Mr. Malone, Dr. Matier and Ms. Scheetz before her, have created an environment for our children that is loving, supportive and holds them accountable. My daughter has blossomed at Ockley Green. She has been making sure that she will receive high school credit for the algebra class. She didn’t even like math before now. She believes in herself and so does her school. As the parent of a middle schooler, there are days where you’re not sure how it will turn-out. Mr. Malone and his staff have demonstrated confidence in these children, when we parents sometimes have had our doubts. As a parent, I do everything I can to make our support staff, teachers and administrators know how special and precious these past two years have been. Ockley Green is the best school we have attended in Portland Public Schools. We tried the Family Cooperative School, Beach Neighborhood School and daVinci Arts Middle. My daughter was treated so poorly at some of those schools that I worried that she would lose her love for school that she brought to Portland.
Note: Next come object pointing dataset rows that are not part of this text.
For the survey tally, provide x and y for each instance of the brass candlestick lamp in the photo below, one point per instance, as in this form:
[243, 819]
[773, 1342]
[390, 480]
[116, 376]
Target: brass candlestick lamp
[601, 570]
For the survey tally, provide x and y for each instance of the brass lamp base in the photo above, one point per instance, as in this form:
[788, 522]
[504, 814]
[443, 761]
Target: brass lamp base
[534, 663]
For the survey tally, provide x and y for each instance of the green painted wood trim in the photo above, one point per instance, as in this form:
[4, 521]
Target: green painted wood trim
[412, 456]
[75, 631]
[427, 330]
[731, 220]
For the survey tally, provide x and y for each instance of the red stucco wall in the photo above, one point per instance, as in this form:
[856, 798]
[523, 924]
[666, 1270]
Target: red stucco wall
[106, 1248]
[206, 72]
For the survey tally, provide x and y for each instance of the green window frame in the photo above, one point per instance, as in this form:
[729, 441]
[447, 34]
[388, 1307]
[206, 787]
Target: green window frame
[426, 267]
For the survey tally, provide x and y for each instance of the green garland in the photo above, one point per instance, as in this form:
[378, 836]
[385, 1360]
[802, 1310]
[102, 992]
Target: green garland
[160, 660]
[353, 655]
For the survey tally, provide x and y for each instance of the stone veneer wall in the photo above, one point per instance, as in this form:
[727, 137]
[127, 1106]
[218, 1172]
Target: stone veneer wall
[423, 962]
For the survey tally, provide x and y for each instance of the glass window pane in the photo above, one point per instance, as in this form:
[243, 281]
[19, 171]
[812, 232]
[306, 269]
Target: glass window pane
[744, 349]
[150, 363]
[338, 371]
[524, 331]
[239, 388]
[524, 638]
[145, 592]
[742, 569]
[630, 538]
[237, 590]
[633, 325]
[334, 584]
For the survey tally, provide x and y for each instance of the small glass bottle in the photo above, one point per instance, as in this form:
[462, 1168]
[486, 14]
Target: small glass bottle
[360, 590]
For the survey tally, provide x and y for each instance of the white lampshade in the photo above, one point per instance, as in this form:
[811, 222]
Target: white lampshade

I can’t even list the wonderful ways that the many Ockley staff that have reached out to our family. It is so special and unusual in your school system. I am so bitter about the cuts.

I am angry, hurt and pretty despondent that you continue to decimate the only school that is actually trying to accomplish what the mission of the District is supposed to be. I wish I could properly articulate how horrible what you have decided to perpetuate is, but language fails me. Much like you and the School Board continue to fail our children.

Tearfully,

Sia

Sia is the parent of an Ockley Green graduate.